PUNCAK perhelatan Pemilu 2024 telah usai, ditandai dengan pemungutan dan penghitungan suara pada 14 Februari 2024.
Untuk hasil dan penetapan para pejabat politik terpilih (elected officials), kita menunggu hasil penghitungan berjenjang (real count) yang dilakukan KPU di semua tingkatan.
Meskipun telah usai dan berlangsung relatif damai dan tertib, Pemilu 2024 menyisakan catatan-catatan penting terkait perkembangan demokratisasi di Indonesia. Salah satunya adalah perihal perilaku pemilih yang setiap pemilu selalu mengalami perubahan.
Apa sebenarnya yang menggerakkan pemilih untuk datang ke TPS dan memberikan suara kepada kandidat maupun partai politik tertentu? Dari banyaknya nama kandidat, apa yang membuat pemilih mencoblos satu nama maupun satu partai politik?

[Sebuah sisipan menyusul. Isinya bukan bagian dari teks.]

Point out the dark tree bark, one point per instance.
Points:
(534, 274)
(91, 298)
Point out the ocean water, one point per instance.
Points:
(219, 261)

Ada banyak faktor sebenarnya yang memengaruhi perilaku pemilih. Tanpa mengabaikan keragaman faktor tersebut, dalam Pemilu 2024 ini, saya menemukan bagaimana kekuatan uang mampu memengaruhi pilihan pemilih.
Dalam banyak kasus, uang –dalam arti politik uang– tidak sekadar memengaruhi, melainkan menentukan preferensi politik pemilih.
Setidaknya fenomena ini yang saya saksikan selama seminggu terakhir menjelang hari pencoblosan di daerah saya di Jawa Timur.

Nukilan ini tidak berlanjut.